Monsieur le président, monsieur le ministre, mes chers collègues, ce projet de loi relatif à l’accélération des programmes de construction et d’investissement publics et privés, au titre à la fois long et pompeux, parvient donc à son stade ultime, celui de la présentation des conclusions de la commission mixte paritaire.
Si relance il y a avec ce texte, c’est sur un plan formel tout d’abord.
Nous avions à l’origine un projet de loi de sept articles, dont deux autorisant le recours à la procédure des ordonnances et nous sommes, après une lecture du texte par les deux assemblées, parvenus à un texte de trente-huit articles soumis à la commission mixte paritaire.
Pour faire bonne mesure, la commission, dans des conditions dont la narration pourrait sidérer l’opinion publique, a supprimé deux des articles votés par le Sénat et en a ajouté un autre, déposé par la rapporteure de l’Assemblée nationale.
Et pour faire bon poids, le Gouvernement en a ajouté un nouveau, reprenant d’ailleurs une disposition dont la suppression avait été confirmée par la commission mixte paritaire.
Nous voici donc en présence d’un texte ramasse-miettes ou fourre-tout de trente-huit articles, dont le moins qu’on puisse dire est qu’il peut, formellement du moins, manquer de cohérence !
Mais, car il y a un mais, nous ne vous ferons pas le procès de nous inviter à adopter un texte voiture-balai, sorte de session de rattrapage mal ficelée d’une session parlementaire quelque peu secouée par la crise. Bien au contraire.
Pour nous, ce texte a effectivement une cohérence : il constitue, de manière systémique, une bonne approche de ce qu’est devenue la politique de votre Gouvernement.

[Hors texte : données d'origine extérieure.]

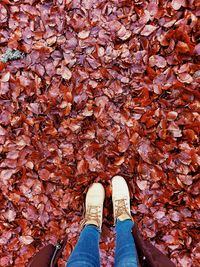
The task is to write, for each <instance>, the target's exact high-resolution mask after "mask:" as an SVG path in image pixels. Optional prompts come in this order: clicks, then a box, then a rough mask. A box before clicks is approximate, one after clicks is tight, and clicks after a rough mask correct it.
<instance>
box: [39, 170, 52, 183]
mask: <svg viewBox="0 0 200 267" xmlns="http://www.w3.org/2000/svg"><path fill="white" fill-rule="evenodd" d="M38 173H39V176H40V178H41V179H42V180H44V181H47V180H48V179H49V176H50V172H49V171H48V170H46V169H42V170H39V172H38Z"/></svg>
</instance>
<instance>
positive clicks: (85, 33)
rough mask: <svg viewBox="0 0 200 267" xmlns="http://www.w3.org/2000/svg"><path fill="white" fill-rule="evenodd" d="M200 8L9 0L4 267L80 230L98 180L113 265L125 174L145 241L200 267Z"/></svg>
mask: <svg viewBox="0 0 200 267" xmlns="http://www.w3.org/2000/svg"><path fill="white" fill-rule="evenodd" d="M199 16H200V4H199V1H198V0H197V1H195V0H190V1H186V0H173V1H166V0H165V1H164V0H149V1H142V0H141V1H140V0H137V1H136V0H135V1H132V0H113V1H111V0H109V1H106V0H82V1H80V0H49V1H48V0H47V1H45V0H23V1H22V0H1V1H0V24H1V30H0V55H2V56H3V55H5V54H6V51H7V49H9V48H10V49H13V50H18V51H20V52H22V53H24V56H23V57H21V58H19V59H14V60H9V59H8V60H7V61H6V62H5V60H4V61H3V60H2V61H1V62H0V71H1V73H0V192H1V193H0V206H1V211H0V230H1V232H0V246H1V248H0V250H1V253H0V266H3V267H7V266H19V267H21V266H25V265H26V263H27V262H28V260H29V259H30V258H31V256H32V255H33V254H34V253H35V252H36V251H38V250H39V248H41V247H42V246H43V245H44V244H48V243H49V242H52V243H56V242H57V240H59V239H60V238H62V237H63V236H64V235H65V233H66V232H67V233H68V236H69V243H68V245H67V246H66V248H65V250H64V252H63V257H62V259H60V261H59V266H60V267H61V266H65V262H66V260H67V258H68V256H69V254H70V252H71V249H72V248H73V247H74V245H75V244H76V241H77V239H78V236H79V232H80V228H79V225H80V220H81V219H82V212H83V205H82V204H83V201H84V198H85V193H86V191H87V188H88V186H89V185H90V184H91V183H93V182H98V181H100V182H101V183H102V184H103V185H104V186H105V188H106V196H107V199H106V202H105V209H104V226H103V235H102V238H101V244H100V247H101V260H102V265H103V266H108V267H109V266H112V265H113V256H114V240H115V239H114V228H113V216H112V205H111V188H110V180H111V178H112V176H113V175H115V174H121V175H123V176H124V177H125V178H126V180H127V182H128V183H129V187H130V191H131V196H132V199H131V209H132V214H133V216H134V219H135V221H136V222H137V223H138V226H139V228H140V230H141V231H142V233H143V236H144V238H145V239H148V240H150V241H151V242H152V243H153V244H155V245H156V246H157V247H158V248H159V249H160V250H161V251H163V252H164V253H165V254H166V255H168V256H169V257H170V258H171V259H172V260H173V262H174V263H175V264H176V266H181V267H182V266H183V267H197V266H200V262H199V261H198V258H199V252H198V245H197V242H198V232H197V227H198V220H199V219H200V215H199V213H198V208H199V203H200V198H199V188H200V184H199V181H198V178H199V174H198V166H199V163H200V156H199V152H200V151H199V136H198V133H199V123H200V116H199V110H200V103H199V96H200V94H199V91H198V87H199V82H200V65H199V62H200V61H199V59H200V44H199V43H198V42H199V38H200V32H199V30H200V22H199Z"/></svg>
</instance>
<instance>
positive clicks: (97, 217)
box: [67, 176, 138, 267]
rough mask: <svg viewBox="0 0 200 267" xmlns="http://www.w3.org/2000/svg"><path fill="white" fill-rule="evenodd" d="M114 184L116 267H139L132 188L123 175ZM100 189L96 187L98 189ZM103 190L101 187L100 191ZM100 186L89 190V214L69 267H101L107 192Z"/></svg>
mask: <svg viewBox="0 0 200 267" xmlns="http://www.w3.org/2000/svg"><path fill="white" fill-rule="evenodd" d="M112 185H113V196H112V199H113V209H114V220H115V223H116V252H115V266H116V267H136V266H138V265H137V252H136V248H135V243H134V239H133V236H132V232H131V229H132V227H133V224H134V222H133V220H132V218H131V215H130V196H129V191H128V186H127V184H126V182H125V180H124V179H123V177H121V176H115V177H114V178H113V180H112ZM95 187H96V188H95ZM98 187H99V188H98ZM101 190H102V189H101V188H100V186H99V185H97V184H96V185H94V186H93V188H90V189H89V190H88V193H87V196H86V215H85V219H84V223H83V226H84V228H83V230H82V232H81V234H80V237H79V240H78V242H77V244H76V246H75V248H74V250H73V252H72V254H71V255H70V257H69V260H68V263H67V267H99V266H101V265H100V255H99V240H100V233H101V224H102V211H103V206H102V205H101V204H102V203H103V201H104V195H103V194H102V192H103V191H101Z"/></svg>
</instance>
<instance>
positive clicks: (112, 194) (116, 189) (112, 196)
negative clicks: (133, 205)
mask: <svg viewBox="0 0 200 267" xmlns="http://www.w3.org/2000/svg"><path fill="white" fill-rule="evenodd" d="M112 202H113V212H114V225H115V223H116V220H117V219H119V220H120V221H124V220H127V219H131V220H133V219H132V217H131V209H130V194H129V189H128V185H127V183H126V181H125V179H124V178H123V177H122V176H119V175H117V176H114V177H113V178H112Z"/></svg>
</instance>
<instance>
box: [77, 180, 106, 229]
mask: <svg viewBox="0 0 200 267" xmlns="http://www.w3.org/2000/svg"><path fill="white" fill-rule="evenodd" d="M104 199H105V190H104V187H103V185H102V184H100V183H93V184H92V185H91V186H90V187H89V189H88V191H87V194H86V200H85V216H84V219H83V221H82V223H81V226H82V227H83V226H84V225H86V224H94V225H96V226H98V227H99V229H100V230H101V226H102V220H103V202H104Z"/></svg>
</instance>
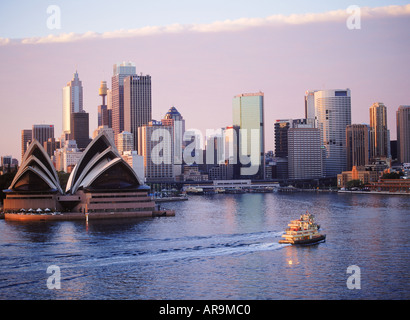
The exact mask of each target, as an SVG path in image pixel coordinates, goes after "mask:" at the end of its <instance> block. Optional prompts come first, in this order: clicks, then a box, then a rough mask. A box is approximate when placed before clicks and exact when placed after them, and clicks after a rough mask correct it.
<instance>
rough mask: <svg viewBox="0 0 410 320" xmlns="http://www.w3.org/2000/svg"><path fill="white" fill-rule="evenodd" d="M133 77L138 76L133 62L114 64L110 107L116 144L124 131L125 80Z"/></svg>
mask: <svg viewBox="0 0 410 320" xmlns="http://www.w3.org/2000/svg"><path fill="white" fill-rule="evenodd" d="M131 75H136V68H135V65H134V64H133V63H132V62H122V63H118V64H114V66H113V76H112V78H111V81H112V83H111V93H110V94H109V98H108V100H109V101H108V105H110V104H112V128H113V129H114V136H115V142H117V134H119V133H121V132H122V131H124V78H125V77H128V76H131ZM110 97H111V98H110ZM128 131H129V130H128Z"/></svg>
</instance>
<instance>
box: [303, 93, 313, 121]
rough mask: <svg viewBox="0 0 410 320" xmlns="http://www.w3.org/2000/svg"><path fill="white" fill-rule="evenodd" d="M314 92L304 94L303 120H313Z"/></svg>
mask: <svg viewBox="0 0 410 320" xmlns="http://www.w3.org/2000/svg"><path fill="white" fill-rule="evenodd" d="M315 117H316V114H315V90H307V91H306V92H305V119H315Z"/></svg>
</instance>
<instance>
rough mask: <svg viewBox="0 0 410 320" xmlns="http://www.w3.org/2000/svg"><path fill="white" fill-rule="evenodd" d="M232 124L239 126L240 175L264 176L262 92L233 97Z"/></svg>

Premier aspect : le recours massif, de plus en plus massif, à la procédure des ordonnances pour avancer sur la voie des réformes. Ces réformes obéissent en fait au principe résumé dans une célèbre citation du film Le Guépard : « Pour que tout reste comme avant, il faut que tout change » !
M. Patrick Devedjian, ministre. C’est une belle référence !

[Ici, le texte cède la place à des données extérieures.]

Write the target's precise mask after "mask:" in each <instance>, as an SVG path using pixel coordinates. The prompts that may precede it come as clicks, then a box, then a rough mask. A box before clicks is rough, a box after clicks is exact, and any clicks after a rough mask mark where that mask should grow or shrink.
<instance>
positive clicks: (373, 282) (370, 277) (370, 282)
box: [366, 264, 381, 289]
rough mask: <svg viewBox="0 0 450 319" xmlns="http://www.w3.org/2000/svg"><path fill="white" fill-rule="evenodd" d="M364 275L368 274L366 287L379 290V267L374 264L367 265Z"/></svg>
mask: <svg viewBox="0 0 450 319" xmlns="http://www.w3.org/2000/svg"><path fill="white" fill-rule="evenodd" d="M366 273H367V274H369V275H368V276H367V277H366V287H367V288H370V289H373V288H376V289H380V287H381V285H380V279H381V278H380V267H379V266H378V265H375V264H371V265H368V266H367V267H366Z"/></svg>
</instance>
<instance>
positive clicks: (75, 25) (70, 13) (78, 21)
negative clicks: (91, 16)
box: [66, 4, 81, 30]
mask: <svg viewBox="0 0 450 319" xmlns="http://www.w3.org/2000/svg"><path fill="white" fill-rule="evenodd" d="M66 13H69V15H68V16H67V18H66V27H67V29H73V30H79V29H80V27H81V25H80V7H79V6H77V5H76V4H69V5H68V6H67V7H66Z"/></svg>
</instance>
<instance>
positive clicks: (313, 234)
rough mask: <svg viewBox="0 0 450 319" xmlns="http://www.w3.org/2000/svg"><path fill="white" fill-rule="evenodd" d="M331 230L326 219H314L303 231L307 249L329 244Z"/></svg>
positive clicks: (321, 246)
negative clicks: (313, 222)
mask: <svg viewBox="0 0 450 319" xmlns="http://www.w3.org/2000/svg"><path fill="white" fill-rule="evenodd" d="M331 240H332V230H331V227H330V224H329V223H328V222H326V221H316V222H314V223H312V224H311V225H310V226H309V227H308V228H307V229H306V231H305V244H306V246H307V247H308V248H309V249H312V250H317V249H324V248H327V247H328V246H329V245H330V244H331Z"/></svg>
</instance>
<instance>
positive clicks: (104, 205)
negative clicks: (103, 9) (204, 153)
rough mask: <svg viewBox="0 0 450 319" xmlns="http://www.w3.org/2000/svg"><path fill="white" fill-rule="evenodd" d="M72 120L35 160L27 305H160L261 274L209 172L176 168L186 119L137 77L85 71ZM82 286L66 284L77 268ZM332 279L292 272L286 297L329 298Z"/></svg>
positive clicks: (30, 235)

Mme Odette Terrade. Toujours est-il que le débat ouvert sur le renforcement des droits du Parlement, de ce point de vue, est d’ores et déjà résolu. Nous avons acquis le droit de voter encore plus d’articles d’habilitation, et nous avons même le droit, comme nous le voyons avec l’article 6 quater du présent texte, d’adopter par voie d’amendement gouvernemental la ratification d’ordonnances précédemment promulguées et n’ayant pas même fait l’objet du dépôt d’un projet de loi de ratification !
La cohérence de ce texte, en tout cas la première, est celle de l’autoritarisme gouvernemental, appuyé bien entendu par la docilité de sa majorité parlementaire se conformant sans broncher aux recommandations des chefs !

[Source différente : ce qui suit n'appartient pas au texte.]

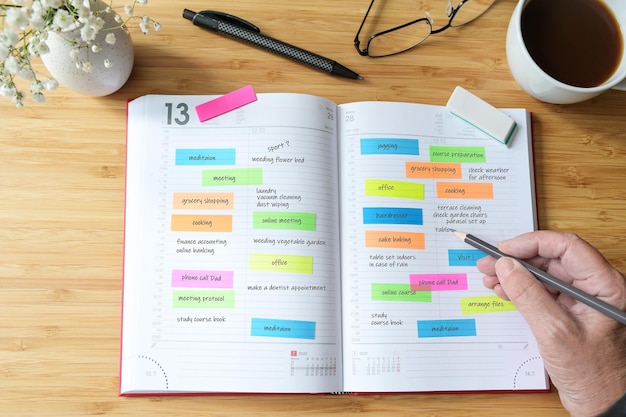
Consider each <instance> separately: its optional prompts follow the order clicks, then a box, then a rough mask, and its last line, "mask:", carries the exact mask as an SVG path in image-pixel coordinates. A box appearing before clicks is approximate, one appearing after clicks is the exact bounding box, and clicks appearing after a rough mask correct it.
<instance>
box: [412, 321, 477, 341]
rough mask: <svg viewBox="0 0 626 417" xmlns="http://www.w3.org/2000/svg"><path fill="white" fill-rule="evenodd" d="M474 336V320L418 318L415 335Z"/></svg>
mask: <svg viewBox="0 0 626 417" xmlns="http://www.w3.org/2000/svg"><path fill="white" fill-rule="evenodd" d="M455 336H476V320H474V319H454V320H418V322H417V337H455Z"/></svg>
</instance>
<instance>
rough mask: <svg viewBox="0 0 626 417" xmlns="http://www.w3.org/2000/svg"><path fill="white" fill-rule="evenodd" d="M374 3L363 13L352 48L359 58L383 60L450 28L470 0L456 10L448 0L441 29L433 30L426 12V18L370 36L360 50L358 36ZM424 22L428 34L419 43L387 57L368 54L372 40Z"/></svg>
mask: <svg viewBox="0 0 626 417" xmlns="http://www.w3.org/2000/svg"><path fill="white" fill-rule="evenodd" d="M375 1H376V0H372V2H371V3H370V5H369V7H368V8H367V12H365V16H364V17H363V21H362V22H361V26H359V30H358V31H357V32H356V36H355V37H354V47H355V48H356V50H357V52H358V53H359V55H361V56H369V57H370V58H383V57H386V56H391V55H397V54H400V53H402V52H406V51H408V50H411V49H413V48H415V47H416V46H418V45H420V44H421V43H422V42H424V41H425V40H426V39H428V38H429V37H430V35H436V34H437V33H441V32H443V31H444V30H446V29H448V28H450V27H452V21H453V20H454V16H456V13H457V12H458V11H459V10H460V9H461V7H463V5H464V4H465V3H467V2H468V1H470V0H461V1H460V2H459V4H458V6H456V8H455V7H452V0H448V7H447V8H446V14H447V15H448V17H449V19H448V23H447V24H446V25H445V26H443V27H441V28H439V29H435V30H433V26H432V18H431V17H430V15H428V12H426V17H421V18H419V19H415V20H413V21H410V22H407V23H405V24H403V25H400V26H396V27H394V28H391V29H387V30H384V31H382V32H377V33H375V34H373V35H371V36H370V37H369V39H368V41H367V47H366V48H365V49H363V50H361V48H360V46H361V41H360V40H359V35H360V34H361V30H362V29H363V26H364V25H365V21H366V20H367V16H369V13H370V10H371V9H372V6H373V5H374V2H375ZM477 17H478V16H477ZM424 20H425V21H426V22H428V26H430V33H429V34H428V36H426V37H425V38H424V39H422V40H421V41H419V42H417V43H416V44H415V45H413V46H411V47H409V48H406V49H403V50H401V51H398V52H393V53H390V54H387V55H375V56H372V55H370V54H369V45H370V43H371V42H372V40H374V39H375V38H377V37H379V36H382V35H385V34H387V33H390V32H394V31H396V30H399V29H403V28H405V27H407V26H411V25H414V24H416V23H418V22H421V21H424ZM469 22H471V20H470V21H468V22H466V23H469Z"/></svg>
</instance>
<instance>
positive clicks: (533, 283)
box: [495, 257, 568, 328]
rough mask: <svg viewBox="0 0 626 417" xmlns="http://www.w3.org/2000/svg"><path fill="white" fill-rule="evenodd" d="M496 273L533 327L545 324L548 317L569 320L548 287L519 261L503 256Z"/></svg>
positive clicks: (528, 321) (522, 314) (521, 310)
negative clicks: (542, 282)
mask: <svg viewBox="0 0 626 417" xmlns="http://www.w3.org/2000/svg"><path fill="white" fill-rule="evenodd" d="M495 266H496V274H497V275H498V279H499V280H500V285H502V289H503V290H504V292H505V294H506V295H507V297H508V298H509V299H510V300H511V301H512V302H513V304H515V306H516V307H517V309H518V310H519V312H520V313H521V314H522V315H523V316H524V318H525V319H526V321H527V322H528V324H529V325H530V326H531V328H536V327H540V326H543V325H545V319H546V317H550V318H552V319H555V320H556V321H559V320H568V318H567V317H566V316H567V314H566V313H565V311H563V309H562V308H561V307H560V306H559V305H558V304H557V302H556V301H555V300H554V298H553V297H552V295H551V294H550V293H549V292H548V291H547V290H546V288H545V287H544V286H543V284H541V283H540V282H539V281H538V280H537V279H536V278H535V277H534V275H532V274H531V273H530V272H529V271H528V270H527V269H526V268H524V266H523V265H522V264H521V263H519V261H517V260H515V259H512V258H508V257H503V258H500V259H498V261H497V262H496V265H495Z"/></svg>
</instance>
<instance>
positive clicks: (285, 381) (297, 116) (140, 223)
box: [120, 94, 342, 395]
mask: <svg viewBox="0 0 626 417" xmlns="http://www.w3.org/2000/svg"><path fill="white" fill-rule="evenodd" d="M211 98H212V97H208V96H159V95H153V96H144V97H141V98H138V99H136V100H134V101H132V102H130V103H129V105H128V132H127V179H126V181H127V184H126V217H125V243H124V246H125V254H124V300H123V308H124V311H123V331H122V355H121V356H122V357H121V360H122V365H121V383H120V393H121V394H122V395H129V394H149V393H205V392H215V393H218V392H223V393H226V392H259V393H260V392H330V391H340V390H341V380H342V375H341V337H340V334H341V319H340V282H339V280H340V277H339V274H340V268H339V224H338V219H339V215H338V198H337V184H338V178H337V176H338V172H337V171H338V170H337V139H336V122H335V112H336V108H335V105H334V104H333V103H331V102H329V101H327V100H324V99H321V98H317V97H312V96H305V95H295V94H266V95H264V94H260V95H259V96H258V100H257V101H256V102H254V103H251V104H249V105H246V106H244V107H241V108H239V109H237V110H235V111H232V112H230V113H227V114H224V115H222V116H220V117H217V118H215V119H211V120H209V121H207V122H204V123H200V122H199V120H198V117H197V115H196V113H195V107H196V106H197V105H199V104H202V103H204V102H206V101H208V100H209V99H211Z"/></svg>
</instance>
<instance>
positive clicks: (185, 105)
mask: <svg viewBox="0 0 626 417" xmlns="http://www.w3.org/2000/svg"><path fill="white" fill-rule="evenodd" d="M165 107H167V124H168V125H171V124H172V118H173V119H174V122H175V123H176V124H177V125H179V126H182V125H186V124H187V123H189V106H188V105H187V103H178V104H177V105H176V109H174V105H173V104H172V103H165ZM174 113H176V114H174Z"/></svg>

Seconde cohérence du texte : l’amoncellement de dispositions intéressant précisément tel ou tel groupe de pression ou tels ou tels intérêts économiques. C’est ce que nous avons appelé une privatisation de la loi. Cela constitue un évident détournement de la notion d’intérêt général !
En vertu de cet intérêt général, nous pourrions nous contenter de pointer la suppression de l’amendement déposé par notre collègue Mercier relatif au nouveau stade dévolu aux activités de l’Olympique Lyonnais.
Cet amendement était une anticipation sur la loi sur le sport - nous avons appris qu’elle serait débattue pendant cette session ordinaire, peut être après la loi pénitentiaire - mais cela est finalement peu de choses au regard de son objectif principal : donner la force de la loi à la position d’opérateurs confrontés à un contentieux administratif ! Une fois de plus, la loi se serait conformée au propriétaire du pot de fer contre celui qui n’a que le pot de terre !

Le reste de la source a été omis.